You make a strong point here. I was never an atheist, but more of a person who was simply ignorant when the Gospel was discovered to me. I studied the entire Bible first, with Matthew Henry as my commentary, though I fell into Charismaticism because the person who I credited with converting me was a Charismatic. It was probably one of the greatest mistakes of my life.
I do not like Lewis since his Arminianism is a problem, and new Christians will tend to look at a guy like that and try to emulate him entirely. Luther, Calvin, even Augustine are better bets.
>>I do not like Lewis since his Arminianism is a problem, and new Christians will tend to look at a guy like that and try to emulate him entirely.

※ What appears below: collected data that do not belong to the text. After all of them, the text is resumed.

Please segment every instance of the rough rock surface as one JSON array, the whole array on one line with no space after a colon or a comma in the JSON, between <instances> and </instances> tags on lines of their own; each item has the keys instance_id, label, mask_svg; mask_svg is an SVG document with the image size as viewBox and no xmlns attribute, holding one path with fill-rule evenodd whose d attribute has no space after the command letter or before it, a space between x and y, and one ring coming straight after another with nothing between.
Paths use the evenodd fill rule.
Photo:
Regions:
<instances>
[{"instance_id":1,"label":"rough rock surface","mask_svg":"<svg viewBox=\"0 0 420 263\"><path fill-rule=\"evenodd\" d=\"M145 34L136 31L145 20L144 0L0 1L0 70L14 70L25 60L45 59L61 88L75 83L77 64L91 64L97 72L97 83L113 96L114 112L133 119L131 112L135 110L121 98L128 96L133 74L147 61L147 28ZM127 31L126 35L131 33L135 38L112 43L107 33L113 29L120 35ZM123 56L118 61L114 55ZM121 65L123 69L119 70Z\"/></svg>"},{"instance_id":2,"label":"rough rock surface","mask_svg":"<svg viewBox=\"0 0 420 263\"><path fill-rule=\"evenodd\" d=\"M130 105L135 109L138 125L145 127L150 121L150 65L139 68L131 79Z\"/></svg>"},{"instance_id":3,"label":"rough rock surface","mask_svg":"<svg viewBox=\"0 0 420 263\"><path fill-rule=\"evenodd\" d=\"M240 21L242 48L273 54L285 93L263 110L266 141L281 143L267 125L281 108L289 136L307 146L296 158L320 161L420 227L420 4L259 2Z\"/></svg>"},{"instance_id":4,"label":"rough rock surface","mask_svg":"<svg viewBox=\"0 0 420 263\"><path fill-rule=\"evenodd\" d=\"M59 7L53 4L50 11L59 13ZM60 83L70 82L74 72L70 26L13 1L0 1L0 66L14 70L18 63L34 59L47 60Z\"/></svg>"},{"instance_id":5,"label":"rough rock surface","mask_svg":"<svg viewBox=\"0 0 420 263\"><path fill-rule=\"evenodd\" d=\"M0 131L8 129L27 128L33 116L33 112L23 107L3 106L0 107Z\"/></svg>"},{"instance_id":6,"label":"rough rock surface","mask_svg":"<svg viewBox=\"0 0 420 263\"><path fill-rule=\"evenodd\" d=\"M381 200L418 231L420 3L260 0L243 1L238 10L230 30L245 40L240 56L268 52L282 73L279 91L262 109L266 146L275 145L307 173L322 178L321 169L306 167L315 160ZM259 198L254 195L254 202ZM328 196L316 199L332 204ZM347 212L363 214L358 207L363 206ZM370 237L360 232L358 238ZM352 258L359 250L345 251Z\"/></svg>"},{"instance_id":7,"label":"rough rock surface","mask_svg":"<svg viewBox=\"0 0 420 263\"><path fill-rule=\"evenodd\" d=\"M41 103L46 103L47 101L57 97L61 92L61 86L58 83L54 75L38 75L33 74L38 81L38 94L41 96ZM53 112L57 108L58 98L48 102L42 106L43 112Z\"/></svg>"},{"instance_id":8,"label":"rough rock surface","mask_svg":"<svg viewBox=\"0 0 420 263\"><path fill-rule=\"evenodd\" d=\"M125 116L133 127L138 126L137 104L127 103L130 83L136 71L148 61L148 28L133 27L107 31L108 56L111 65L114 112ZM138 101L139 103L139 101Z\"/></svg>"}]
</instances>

Yeah. I have a good point there. When I lost my atheism and came to Christ, I obviously had a Calvinist leaning—even though I didn’t even know what Calvinism was. I became a Methodist because that’s what I nominally was when I was 10. I figured, “it doesn’t really matter”. But since God came and snatched me out of my comfortable life with no input from me, I just had this idea that it isn’t really a choice as my Methodist pastor kept telling me.
He went to great pains to explain the evils of Calvinism and how I needed to give up that idea that it wasn’t my free will choice. I almost believed him, but stopped talking about it so he thought he had won.
But it kept nagging at me, so instead of listening to Methodists telling me what a Calvinist believes, I went to a Calvinist and asked him. I felt like I finally understood.
My point in telling you all this is that a recently-converted atheist is going to feel like he had no choice, so the Arminian leanings of Lewis won’t affect him much.
>>Yeah. I have a good point there.
Sorry. I really meant to say “Yeah. YOU have a good point there.”